Ecology of the rare but irruptive Pilliga mouse (Pseudomys pilligaensis). I. Population fluctuation and breeding season

Hideyuki Tokushima A B C , Stuart W. Green A and Peter J. Jarman A
+ Author Affiliations
- Author Affiliations

A Ecosystem Management, University of New England, Armidale, NSW 2351, Australia.

B Present address: 3-1-41-705 Hino, Kounan-ku, Yokohama, Kanagawa 234-0051, Japan.

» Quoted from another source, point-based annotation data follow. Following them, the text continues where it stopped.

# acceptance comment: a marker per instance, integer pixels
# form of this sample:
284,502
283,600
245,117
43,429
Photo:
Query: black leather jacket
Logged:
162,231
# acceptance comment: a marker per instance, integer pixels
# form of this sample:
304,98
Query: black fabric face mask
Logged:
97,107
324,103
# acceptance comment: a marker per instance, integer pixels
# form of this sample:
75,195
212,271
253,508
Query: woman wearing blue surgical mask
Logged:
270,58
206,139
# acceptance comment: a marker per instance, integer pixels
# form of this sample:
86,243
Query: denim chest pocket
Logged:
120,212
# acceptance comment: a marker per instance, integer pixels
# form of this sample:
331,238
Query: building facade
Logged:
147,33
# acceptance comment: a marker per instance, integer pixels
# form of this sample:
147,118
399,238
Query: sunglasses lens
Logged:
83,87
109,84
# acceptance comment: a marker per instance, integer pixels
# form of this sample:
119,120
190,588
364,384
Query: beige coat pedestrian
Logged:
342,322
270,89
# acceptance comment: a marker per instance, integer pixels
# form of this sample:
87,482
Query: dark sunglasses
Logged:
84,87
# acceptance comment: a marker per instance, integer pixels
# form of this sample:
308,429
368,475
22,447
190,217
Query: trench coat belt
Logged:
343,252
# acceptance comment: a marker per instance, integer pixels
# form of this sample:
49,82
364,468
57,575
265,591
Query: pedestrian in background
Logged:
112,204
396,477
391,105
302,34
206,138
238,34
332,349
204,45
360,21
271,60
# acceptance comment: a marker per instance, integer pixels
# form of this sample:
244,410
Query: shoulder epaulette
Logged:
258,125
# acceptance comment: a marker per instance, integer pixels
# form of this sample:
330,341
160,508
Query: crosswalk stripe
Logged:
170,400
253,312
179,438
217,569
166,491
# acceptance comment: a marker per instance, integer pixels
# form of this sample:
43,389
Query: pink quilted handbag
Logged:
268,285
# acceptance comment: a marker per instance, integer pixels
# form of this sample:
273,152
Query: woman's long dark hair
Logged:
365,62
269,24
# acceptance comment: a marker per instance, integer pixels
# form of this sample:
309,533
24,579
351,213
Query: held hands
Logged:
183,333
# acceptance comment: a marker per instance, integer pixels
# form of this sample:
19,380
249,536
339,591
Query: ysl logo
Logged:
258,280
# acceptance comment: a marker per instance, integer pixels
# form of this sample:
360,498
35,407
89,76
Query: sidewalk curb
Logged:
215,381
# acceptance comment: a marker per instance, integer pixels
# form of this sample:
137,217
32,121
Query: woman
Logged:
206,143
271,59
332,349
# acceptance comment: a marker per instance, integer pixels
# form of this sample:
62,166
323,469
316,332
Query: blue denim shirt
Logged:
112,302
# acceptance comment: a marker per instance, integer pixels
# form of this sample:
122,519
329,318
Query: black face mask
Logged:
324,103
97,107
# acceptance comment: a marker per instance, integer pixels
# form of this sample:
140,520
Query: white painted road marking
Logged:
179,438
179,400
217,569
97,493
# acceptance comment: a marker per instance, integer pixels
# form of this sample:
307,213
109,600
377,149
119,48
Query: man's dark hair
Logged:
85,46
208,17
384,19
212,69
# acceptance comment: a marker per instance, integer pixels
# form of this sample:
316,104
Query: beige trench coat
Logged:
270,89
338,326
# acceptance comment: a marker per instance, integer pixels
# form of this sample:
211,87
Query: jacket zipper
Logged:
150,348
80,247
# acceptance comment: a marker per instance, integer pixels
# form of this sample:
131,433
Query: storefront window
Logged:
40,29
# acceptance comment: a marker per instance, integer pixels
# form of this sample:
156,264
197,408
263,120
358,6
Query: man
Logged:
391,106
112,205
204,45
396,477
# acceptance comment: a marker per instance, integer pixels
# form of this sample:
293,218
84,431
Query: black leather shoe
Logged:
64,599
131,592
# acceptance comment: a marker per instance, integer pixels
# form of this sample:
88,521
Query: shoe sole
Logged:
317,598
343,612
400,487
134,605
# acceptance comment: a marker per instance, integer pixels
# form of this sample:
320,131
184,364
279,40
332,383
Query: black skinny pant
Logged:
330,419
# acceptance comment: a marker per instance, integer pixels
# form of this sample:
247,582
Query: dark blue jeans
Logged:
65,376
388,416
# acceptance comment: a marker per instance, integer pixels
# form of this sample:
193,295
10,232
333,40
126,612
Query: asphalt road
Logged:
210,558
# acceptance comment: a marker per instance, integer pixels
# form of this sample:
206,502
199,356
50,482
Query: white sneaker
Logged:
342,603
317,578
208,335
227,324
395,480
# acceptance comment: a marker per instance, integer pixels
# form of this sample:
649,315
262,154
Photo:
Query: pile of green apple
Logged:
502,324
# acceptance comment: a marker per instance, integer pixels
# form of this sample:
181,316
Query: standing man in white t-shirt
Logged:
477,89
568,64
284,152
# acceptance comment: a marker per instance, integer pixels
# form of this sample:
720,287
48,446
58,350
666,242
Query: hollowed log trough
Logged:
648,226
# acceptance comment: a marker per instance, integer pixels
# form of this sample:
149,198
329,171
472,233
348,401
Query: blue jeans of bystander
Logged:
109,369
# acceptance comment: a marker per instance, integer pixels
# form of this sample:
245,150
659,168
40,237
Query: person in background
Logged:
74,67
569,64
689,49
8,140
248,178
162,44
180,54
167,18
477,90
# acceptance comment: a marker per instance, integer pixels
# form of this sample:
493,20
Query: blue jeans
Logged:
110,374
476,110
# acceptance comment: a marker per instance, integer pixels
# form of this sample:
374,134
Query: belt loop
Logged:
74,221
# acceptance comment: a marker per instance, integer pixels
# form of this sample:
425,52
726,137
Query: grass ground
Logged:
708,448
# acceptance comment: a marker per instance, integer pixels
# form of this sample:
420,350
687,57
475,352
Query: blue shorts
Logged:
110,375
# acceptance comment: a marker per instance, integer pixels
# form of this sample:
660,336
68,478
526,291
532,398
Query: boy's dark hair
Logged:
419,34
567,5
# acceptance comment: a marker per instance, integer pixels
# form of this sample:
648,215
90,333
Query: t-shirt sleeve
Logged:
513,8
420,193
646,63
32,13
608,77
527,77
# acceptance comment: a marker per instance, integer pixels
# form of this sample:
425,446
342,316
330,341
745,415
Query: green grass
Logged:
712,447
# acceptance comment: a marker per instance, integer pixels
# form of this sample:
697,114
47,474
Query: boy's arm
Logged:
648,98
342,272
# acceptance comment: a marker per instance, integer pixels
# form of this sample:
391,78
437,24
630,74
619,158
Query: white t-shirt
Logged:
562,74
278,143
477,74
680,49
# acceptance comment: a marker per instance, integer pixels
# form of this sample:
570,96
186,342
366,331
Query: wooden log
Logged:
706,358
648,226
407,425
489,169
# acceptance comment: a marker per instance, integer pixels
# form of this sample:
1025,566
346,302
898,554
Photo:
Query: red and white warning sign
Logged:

C Corresponding author. Email: pilligaensis@yahoo.co.jp

Australian Journal of Zoology 56(6) 363-373 https://doi.org/10.1071/ZO08042
Submitted: 28 April 2008  Accepted: 16 January 2009   Published: 13 March 2009

Abstract

During a 4-year study in the Pilliga Scrub, trappable densities of the Pilliga mouse, Pseudomys pilligaensis (Muridae), were low before a wildfire in November 1997, higher in late 1999 and February 2000 (5–30 mice ha−1) and very high (up to 83 mice ha−1) in April 2000; however, the densities fell sharply by July 2000, remaining low (0–5 mice ha−1) until trapping ended in October 2001. Site-specific densities and their fluctuations differed among the four trapping sites, although fluctuations were broadly synchronised by the irruption peak. Within-site distribution changed as density fluctuated, from sparse to almost ubiquitous and back to sparse, and within-grid pre-irruption distributions did not predict those after the irruption. After the population decline, mice virtually disappeared from three of the four sites. The species’ breeding season spanned at least October–April; some females bred repeatedly within a season. Prolonged good rains soon after the wildfire may have facilitated the irruption. The study suggested that P. pilligaensis is distributed in disjunct patches of (refuge) habitat within its range except when environmental conditions are favourable, and that it is able to irrupt and become briefly ubiquitous before suddenly declining to a low density and sparse distribution. We suggest approaches for monitoring of this rare species.


Acknowledgements

We thank Mr Peter Brookhouse (NSW NPWS, Coonabarabran) for providing his fire-history data in the Pilliga Scrub and Dr Murray Efford (University of Otago) for giving us access to DENSITY 4.2.2, for using it to model densities from our data, and for discussing the model outputs so patiently.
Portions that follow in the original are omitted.